With the intention to measure the effect of withdrawing the affordability test on lenders, and on the housing market, the Bank of England has launched a consultation on the issue while maintaining the LTI recommendation.

The consultation will conclude on May 06, 2022.

The Bank of England had previously pointed out that responsible lending rules under the Financial Conduct Authority’s Mortgage Conduct of Business (MCOB) would continue to apply as an appropriate affordability check.

Harris explained that while this change would have an impact, she was unsure whether it would have the impact that the Bank of England anticipates.

This is because she believes by removing the mortgage affordability test, it only negates one of three main barriers to homeownership.

She said: “I believe this is a very odd time to introduce these changes and you also have to consider whether lenders want these changes, and whether they will go ahead and implement them themselves.”

Harris thinks that some lenders will follow the Bank of England’s recommendations, but an equal amount will choose not to.

She said: “Lenders are very cautious largely as a result of the financial crash in 2007/2008, so I am unsure the Bank of England will see it become drastically easier for people to purchase property through its changes.”

The pandemic has not had quite the same impact on the market and the economy as the 2007/2008 financial crash did. Many within the industry believe this is because people have learnt from the mistakes they made before, which has helped to avoid a similar outcome this time around.

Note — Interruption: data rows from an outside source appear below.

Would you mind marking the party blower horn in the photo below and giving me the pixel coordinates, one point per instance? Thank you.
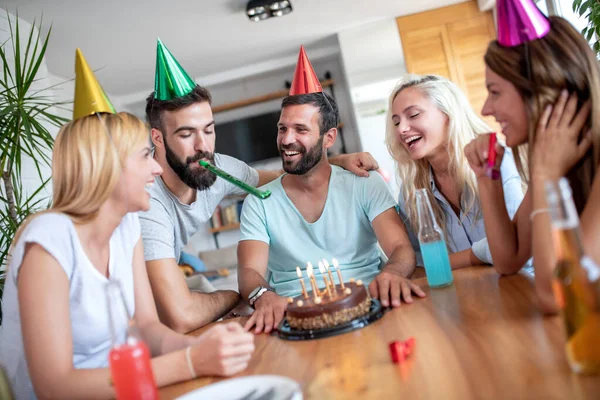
(171, 82)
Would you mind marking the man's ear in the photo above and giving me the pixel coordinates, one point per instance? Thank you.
(157, 137)
(330, 137)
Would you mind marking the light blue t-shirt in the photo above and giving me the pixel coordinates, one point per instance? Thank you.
(343, 230)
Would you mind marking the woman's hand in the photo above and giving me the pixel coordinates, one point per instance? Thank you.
(477, 151)
(557, 147)
(223, 350)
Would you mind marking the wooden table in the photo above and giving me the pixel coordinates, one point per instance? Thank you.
(481, 338)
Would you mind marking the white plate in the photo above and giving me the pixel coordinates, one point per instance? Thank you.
(241, 388)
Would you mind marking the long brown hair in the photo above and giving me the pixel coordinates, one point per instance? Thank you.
(539, 70)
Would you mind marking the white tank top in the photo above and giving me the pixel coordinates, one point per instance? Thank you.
(90, 327)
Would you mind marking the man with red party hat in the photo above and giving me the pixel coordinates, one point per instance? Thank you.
(318, 211)
(184, 198)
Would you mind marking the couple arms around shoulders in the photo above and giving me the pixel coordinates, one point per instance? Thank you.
(168, 226)
(342, 217)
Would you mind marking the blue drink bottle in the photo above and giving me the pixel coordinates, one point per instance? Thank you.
(433, 245)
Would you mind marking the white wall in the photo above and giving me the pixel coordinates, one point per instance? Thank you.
(44, 80)
(373, 60)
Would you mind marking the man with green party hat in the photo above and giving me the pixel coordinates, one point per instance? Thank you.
(184, 198)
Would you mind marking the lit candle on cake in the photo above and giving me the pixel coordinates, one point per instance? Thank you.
(313, 281)
(304, 293)
(322, 271)
(330, 275)
(336, 265)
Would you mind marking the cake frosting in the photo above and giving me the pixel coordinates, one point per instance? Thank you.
(327, 312)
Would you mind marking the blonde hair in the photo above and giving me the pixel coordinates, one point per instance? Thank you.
(539, 70)
(463, 126)
(87, 162)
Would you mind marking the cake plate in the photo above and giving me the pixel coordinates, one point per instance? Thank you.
(286, 332)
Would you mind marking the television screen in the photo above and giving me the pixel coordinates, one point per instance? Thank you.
(249, 139)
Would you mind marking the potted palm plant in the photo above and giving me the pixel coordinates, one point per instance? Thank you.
(591, 10)
(26, 114)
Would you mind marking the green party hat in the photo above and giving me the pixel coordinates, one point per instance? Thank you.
(171, 80)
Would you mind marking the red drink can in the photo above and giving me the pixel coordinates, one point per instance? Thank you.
(131, 372)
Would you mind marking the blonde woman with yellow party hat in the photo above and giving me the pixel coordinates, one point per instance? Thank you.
(56, 336)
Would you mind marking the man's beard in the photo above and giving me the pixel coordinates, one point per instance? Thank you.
(309, 158)
(199, 179)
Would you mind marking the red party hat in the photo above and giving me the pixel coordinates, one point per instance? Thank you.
(305, 80)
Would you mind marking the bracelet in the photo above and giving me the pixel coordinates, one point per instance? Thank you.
(538, 211)
(189, 360)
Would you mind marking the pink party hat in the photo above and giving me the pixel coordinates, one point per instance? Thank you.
(520, 21)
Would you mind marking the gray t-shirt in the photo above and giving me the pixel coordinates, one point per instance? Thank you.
(169, 224)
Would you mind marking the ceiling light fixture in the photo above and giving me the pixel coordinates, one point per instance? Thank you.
(258, 10)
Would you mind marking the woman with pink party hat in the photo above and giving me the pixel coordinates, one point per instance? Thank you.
(542, 79)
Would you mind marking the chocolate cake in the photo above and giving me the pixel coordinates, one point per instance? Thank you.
(343, 306)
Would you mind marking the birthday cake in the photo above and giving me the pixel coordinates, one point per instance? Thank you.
(327, 309)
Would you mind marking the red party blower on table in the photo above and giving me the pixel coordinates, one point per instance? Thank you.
(491, 171)
(129, 359)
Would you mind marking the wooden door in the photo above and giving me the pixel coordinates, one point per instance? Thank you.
(451, 42)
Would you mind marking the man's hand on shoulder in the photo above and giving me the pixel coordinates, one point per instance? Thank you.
(268, 313)
(358, 163)
(390, 286)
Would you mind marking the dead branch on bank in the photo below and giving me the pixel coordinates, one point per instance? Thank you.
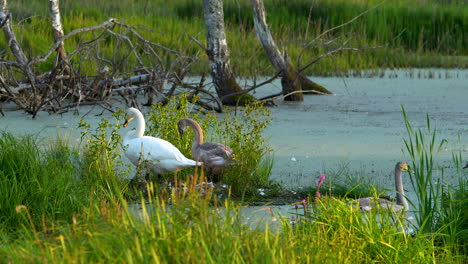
(70, 83)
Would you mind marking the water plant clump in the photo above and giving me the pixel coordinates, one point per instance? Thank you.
(240, 129)
(440, 205)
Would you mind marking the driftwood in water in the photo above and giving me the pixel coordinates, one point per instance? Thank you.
(224, 79)
(292, 82)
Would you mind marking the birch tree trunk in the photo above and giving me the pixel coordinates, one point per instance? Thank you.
(10, 37)
(291, 81)
(22, 61)
(223, 78)
(58, 32)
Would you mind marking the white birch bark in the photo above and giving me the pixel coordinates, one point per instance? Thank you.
(10, 37)
(58, 30)
(218, 52)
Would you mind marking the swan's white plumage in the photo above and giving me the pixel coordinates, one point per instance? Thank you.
(160, 155)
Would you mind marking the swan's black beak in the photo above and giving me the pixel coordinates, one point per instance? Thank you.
(181, 132)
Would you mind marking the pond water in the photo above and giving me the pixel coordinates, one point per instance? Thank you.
(361, 126)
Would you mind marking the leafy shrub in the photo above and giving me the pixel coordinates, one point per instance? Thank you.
(241, 130)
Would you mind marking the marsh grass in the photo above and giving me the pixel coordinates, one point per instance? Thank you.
(45, 181)
(191, 230)
(240, 129)
(430, 35)
(440, 205)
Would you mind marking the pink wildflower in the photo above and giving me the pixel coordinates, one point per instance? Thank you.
(321, 179)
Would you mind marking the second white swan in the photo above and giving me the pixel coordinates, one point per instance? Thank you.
(160, 155)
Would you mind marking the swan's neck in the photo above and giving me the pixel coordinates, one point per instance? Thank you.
(401, 199)
(198, 138)
(140, 127)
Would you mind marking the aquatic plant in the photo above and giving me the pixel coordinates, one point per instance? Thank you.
(439, 209)
(240, 129)
(41, 177)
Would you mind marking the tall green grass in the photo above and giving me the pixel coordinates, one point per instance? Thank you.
(429, 35)
(440, 206)
(240, 129)
(191, 230)
(74, 211)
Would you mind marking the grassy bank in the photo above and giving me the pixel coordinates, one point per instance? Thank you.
(65, 204)
(430, 33)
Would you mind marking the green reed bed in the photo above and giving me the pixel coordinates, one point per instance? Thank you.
(441, 206)
(432, 34)
(191, 230)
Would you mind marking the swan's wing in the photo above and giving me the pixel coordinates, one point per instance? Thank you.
(157, 148)
(215, 149)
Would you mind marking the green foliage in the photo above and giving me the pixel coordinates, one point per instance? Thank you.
(417, 35)
(102, 149)
(241, 130)
(45, 181)
(192, 231)
(438, 209)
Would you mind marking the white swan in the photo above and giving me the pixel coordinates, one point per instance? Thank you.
(369, 203)
(215, 156)
(160, 155)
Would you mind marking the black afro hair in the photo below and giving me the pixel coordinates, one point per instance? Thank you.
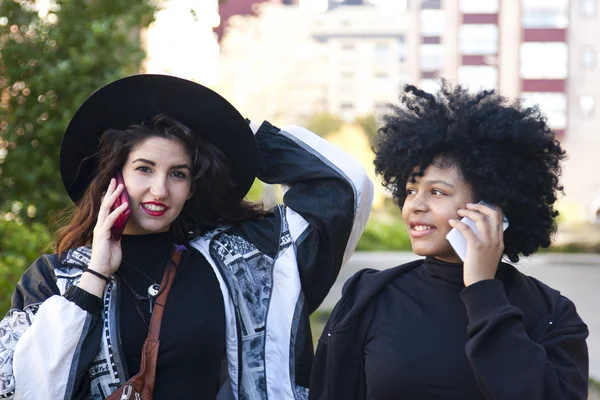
(505, 151)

The 2007/2008 crash was caused by predatory lending which targeted low-income homebuyers, as well as excessive risk-taking by global financial institutions, and the bursting of the United States housing bubble. Mortgage-backed securities (MBS) which were linked to American real estate, and a wide range of derivatives linked to those MBS, collapsed in value.

However, while the market is in better shape than it was during the previous market crash, Harris explained that it is still volatile, and, for the most part, it is difficult to anticipate the future.

She said: “The market right now is volatile and unpredictable, so I believe this change will ask more questions than it answers.”